À Gaza, l’hôpital Al-Shifa refuse d’obéir à l’ordre d’évacuation émis par l’armée israélienne. Son personnel choisit de rester auprès des malades, malgré des conditions sanitaires dramatiques et l’absence d’alternatives au sud de l’enclave.
L’armée israélienne a ordonné mardi l’évacuation complète de la ville de Gaza, qualifiée de « zone de combat dangereuse ». Mais le plus grand hôpital de la capitale, Al-Shifa, a rejeté cette consigne. Son directeur a affirmé que déplacer les patients était impossible : les établissements du sud, saturés, n’ont plus aucune capacité d’accueil.

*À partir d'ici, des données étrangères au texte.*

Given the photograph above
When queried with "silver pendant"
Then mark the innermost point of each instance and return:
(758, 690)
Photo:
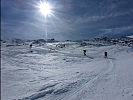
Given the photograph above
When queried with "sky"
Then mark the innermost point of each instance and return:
(70, 19)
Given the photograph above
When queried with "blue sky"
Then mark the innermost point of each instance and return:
(72, 19)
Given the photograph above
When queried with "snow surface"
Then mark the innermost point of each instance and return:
(52, 73)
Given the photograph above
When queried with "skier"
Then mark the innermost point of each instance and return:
(30, 46)
(84, 52)
(105, 54)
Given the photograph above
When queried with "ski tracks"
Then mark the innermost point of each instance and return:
(91, 83)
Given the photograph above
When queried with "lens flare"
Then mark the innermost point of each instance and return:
(45, 9)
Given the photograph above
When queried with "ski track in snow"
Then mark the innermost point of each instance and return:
(64, 79)
(92, 82)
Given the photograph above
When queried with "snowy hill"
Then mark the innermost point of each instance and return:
(54, 73)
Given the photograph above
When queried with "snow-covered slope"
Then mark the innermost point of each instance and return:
(52, 73)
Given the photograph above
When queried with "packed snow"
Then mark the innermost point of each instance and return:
(60, 71)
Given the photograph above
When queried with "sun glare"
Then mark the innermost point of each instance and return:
(45, 9)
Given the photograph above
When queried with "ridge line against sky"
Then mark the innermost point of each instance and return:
(72, 19)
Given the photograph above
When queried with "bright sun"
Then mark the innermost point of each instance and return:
(45, 9)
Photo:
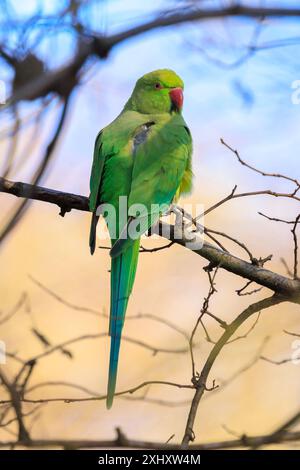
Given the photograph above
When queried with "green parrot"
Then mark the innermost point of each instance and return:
(145, 156)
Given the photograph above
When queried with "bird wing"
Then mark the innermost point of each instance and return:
(161, 162)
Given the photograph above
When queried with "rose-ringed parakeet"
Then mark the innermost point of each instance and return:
(145, 155)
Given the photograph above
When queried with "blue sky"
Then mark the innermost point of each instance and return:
(250, 105)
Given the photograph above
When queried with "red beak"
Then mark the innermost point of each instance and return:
(176, 95)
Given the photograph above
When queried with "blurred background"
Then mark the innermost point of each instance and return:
(240, 78)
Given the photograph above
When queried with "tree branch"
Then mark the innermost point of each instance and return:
(252, 272)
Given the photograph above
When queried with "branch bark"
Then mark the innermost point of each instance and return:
(68, 201)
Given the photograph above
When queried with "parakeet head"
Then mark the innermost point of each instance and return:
(160, 91)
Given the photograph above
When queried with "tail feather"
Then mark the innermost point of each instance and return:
(123, 269)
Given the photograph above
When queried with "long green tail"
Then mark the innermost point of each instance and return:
(123, 269)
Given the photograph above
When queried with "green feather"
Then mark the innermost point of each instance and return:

Les chiffres donnent la mesure de la tragédie : plus de 50 malades sous ventilation, 80 nourrissons en incubateur et 350 patients en dialyse ne peuvent être transférés sans risques mortels. Les unités de soins intensifs affichent une occupation supérieure à 300 %.
« Nous resterons avec les patients. Nous demandons une protection internationale urgente pour les hôpitaux et le personnel médical, ainsi qu’un corridor sécurisé pour accueillir les blessés », a déclaré la direction de l’établissement.
Cette décision traduit l’impasse humanitaire. Le sud de la bande de Gaza, désigné comme « zone humanitaire » par Israël, est déjà saturé par des centaines de milliers de déplacés. Les hôpitaux de campagne et les cliniques de fortune y fonctionnent au-delà de leurs capacités.
L’appel du ministère de la Santé de Gaza à la communauté internationale souligne l’urgence : sans garanties de protection, les hôpitaux risquent de se transformer en pièges pour malades et soignants.
Al-Shifa devient ainsi un symbole. Entre la logique militaire et la survie des patients, le personnel médical choisit de défendre son serment humanitaire. Dans une ville assiégée par la faim, la maladie et les blessures, l’acte de rester auprès des malades prend la valeur d’une résistance morale.